Size Teşekkür Etmiyoruz Hakkımızı İstiyoruz!

“Memurlarımıza zaten gerekli ek artışlar yapıldı ve bu ek artışlardan dolayı memurlar bize teşekkür ediyor.” Bu sözler memur ve emeklilerin umutla ek zam açıklamasını beklediği Hazine ve Maliye Bakanı Nureddin Nebati tarafından birkaç gün önce dile getirildi.
Bakan Nebati bugün de “Asgari ücrete yüzde 50 zam yaptık, kamu görevlileriyle çok güzel bir anlaşma yaptık, şimdi sıra emeklilerde. Onların da hakkını vermek lazım.” dedi.Her iki açıklamanın da ana fikri şu: Memurlarla çok güzel bir sözleşme yaptık (yüzde 5), ek zam da verdik (38 TL). Zaten bu zamlardan dolayı bize dönüp dönüp teşekkür ediyorlar.
Bakan beyin memurlardan kastı Memur-Sen Başkanı Ali Yalçın.
Toplu sözleşmede yüzde 38+600 TL seyyanen+yüzde 6 refah payı isteyip sadece 5+7’ye imza atan sonra da mahcup olma gereği bile duymadan imza attığı rezaleti “Bu zamana kadarki en karlı sözleşme!” şeklinde niteleyerek teşekkür için saraya koşan Ali Yalçın.
Memurun maaşında indirim yapan sözleşmeye imza atıp öğretmenin 4600 TL maaş almasına neden olmamış gibi bir hafta sonra yoksulluk sınırını 8.135 lira olarak açıklayan Ali Yalçın aynı zamanda.
Son olarak hükümet asgari ücretten gelir ve damga vergisi alınmamasına yönelik düzenleme yaparken tüm maaşların asgari ücret tutarı kadar kısmını da kapsama almasını büyük vergi indirimi gibi sunarak yine cumhurbaşkanına teşekküre koşmasını Bakan Nebati işte böyle değerlendiriyor: “Memurlarımıza ek artışlar yapıldı, bize teşekkür ediyorlar.”
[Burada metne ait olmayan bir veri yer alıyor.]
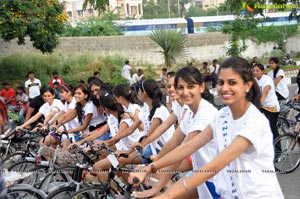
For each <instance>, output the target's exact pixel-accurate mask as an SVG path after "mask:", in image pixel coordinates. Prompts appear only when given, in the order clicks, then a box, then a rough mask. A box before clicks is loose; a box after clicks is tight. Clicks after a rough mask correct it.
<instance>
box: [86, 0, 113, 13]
mask: <svg viewBox="0 0 300 199" xmlns="http://www.w3.org/2000/svg"><path fill="white" fill-rule="evenodd" d="M87 7H92V8H94V9H95V10H98V11H99V14H101V13H103V12H105V11H106V10H107V8H108V7H109V0H84V2H83V10H85V9H86V8H87Z"/></svg>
Aynı sendikacı yeni fark etmiş olacak ki, “Vergi indiriminden memurun cebine 38 lira girecek bu mu zam?” benzeri sorular soran twitler atıyor, tepki gösterirmiş gibi yapıyor.
Yıllardır iktidarla işbirliği yaparak imzaladıkları altı sözleşmede de memurun hakkını masada bırakan bir yetkili sendikadan memurun hayrına bir gayret göstermesini beklemiyoruz. Ciddiye de almıyoruz. Fakat hükümetten hakkımızı istiyoruz! Ekonomik kriz nedeniyle eriyen maaşlarımıza ek zam verilmesini talep ediyoruz.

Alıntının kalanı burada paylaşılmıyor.